HBOT rapidly eliminates CO from circulatory system and results in beneficial outcomes on CO-induced brain injury. These benefits include reducing lipid peroxidation and decreasing the migration of endothelial leukocytes35. Consequently, HBOT is thought to be beneficial for preventing DNS in patients with CO poisoning which is suggested to be an important part of early intervention33,35,36. However, the optimal number of HBOT sessions for patients with CO poisoning remains controversial37. A previous nationwide cohort study reported that patients who received two or more sessions of HBOT showed better clinical outcomes in comparison to those who received a singular session of therapy38. Moreover, a case report has been showed that CO poisoning patient who recovered from the paroxysmal sympathetic hyperactivity after receiving repetitive HBOT39. Therefore, the administration of multiple sessions of HBOT may be helpful for patients with severe carbon monoxide poisoning. The presence of ABL is a strong prognostic indicator for patients with CO poisoning, and predicting its occurrence can help decisions regarding therapeutic interventions15. Unfortunately, our data did not include information on the occurrence of DNS, so we could not analyze the association between HBOT and the occurrence of DNS.
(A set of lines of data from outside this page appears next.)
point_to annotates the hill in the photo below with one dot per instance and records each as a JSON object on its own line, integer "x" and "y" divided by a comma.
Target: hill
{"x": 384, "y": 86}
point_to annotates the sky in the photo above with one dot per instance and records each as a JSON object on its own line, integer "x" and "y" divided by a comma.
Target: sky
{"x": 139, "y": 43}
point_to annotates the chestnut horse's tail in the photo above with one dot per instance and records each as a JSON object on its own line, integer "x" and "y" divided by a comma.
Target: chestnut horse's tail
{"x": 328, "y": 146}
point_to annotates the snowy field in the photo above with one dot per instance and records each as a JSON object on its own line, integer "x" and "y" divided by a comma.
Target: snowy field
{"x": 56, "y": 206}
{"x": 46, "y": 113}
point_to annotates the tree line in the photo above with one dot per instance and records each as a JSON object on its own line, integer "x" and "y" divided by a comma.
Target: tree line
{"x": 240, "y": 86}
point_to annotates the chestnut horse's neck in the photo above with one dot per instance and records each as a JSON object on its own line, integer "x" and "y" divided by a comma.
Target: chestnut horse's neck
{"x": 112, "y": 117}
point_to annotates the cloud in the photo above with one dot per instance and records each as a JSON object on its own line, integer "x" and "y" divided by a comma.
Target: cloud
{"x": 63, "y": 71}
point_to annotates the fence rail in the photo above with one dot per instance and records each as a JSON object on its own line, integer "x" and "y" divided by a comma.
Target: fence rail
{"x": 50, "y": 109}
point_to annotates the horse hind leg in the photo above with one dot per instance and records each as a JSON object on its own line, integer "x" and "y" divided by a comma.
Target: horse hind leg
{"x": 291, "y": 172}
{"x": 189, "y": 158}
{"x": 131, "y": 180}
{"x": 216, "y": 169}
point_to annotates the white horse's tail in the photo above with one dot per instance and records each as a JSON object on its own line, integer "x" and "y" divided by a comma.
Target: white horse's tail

This study had several limitations. First, although the study was conducted using prospectively collected data from two tertiary hospitals, it is difficult to generalize the results of our study to all CO poisoning patients. Second, since not all CO poisoning patients underwent a brain MRI, there is a potential risk of selection bias. It is difficult to establish that the findings of this study adequately reflected the general characteristics of all acute CO poisoning patients because approximately one-third (530 out of 1603) of the enrolled patients were excluded because brain MRI was not performed. The recommendation for a brain MRI scan among patients enrolled in registry was not conducted selectively. Instead, all patients were recommended to receive an MRI. The majority of patients who declined the MRI scan cited financial concerns. Third, the possible effects of co-ingestion of alcohol or drugs were not considered. In the case of CO poisoning as a suicide method, patients often consume alcohol or drugs40, which may concurrently have an effect on the patient's altered state of consciousness. Due to the effect of co-ingested alcohol or drugs, the initial GCS score upon presentation to the ED may have been overestimated. Nevertheless, the levels of TnI and WBC are unaffected by alcohol and drug use and can be used as predictors of ABLs on MRI.

In summary, it may be useful to predict the occurrence of ABLs on brain MRI using TnI, GCS score, LOC, CO exposure duration, and WBC count in patients with acute CO poisoning. Moreover, it may help clinicians to decide if a patient should be transferred to an institution with MRI or HBOT capability. However, patients who did not undergo MRI were excluded from the analysis. Therefore, well-designed, large-scale studies are needed for more conclusive results.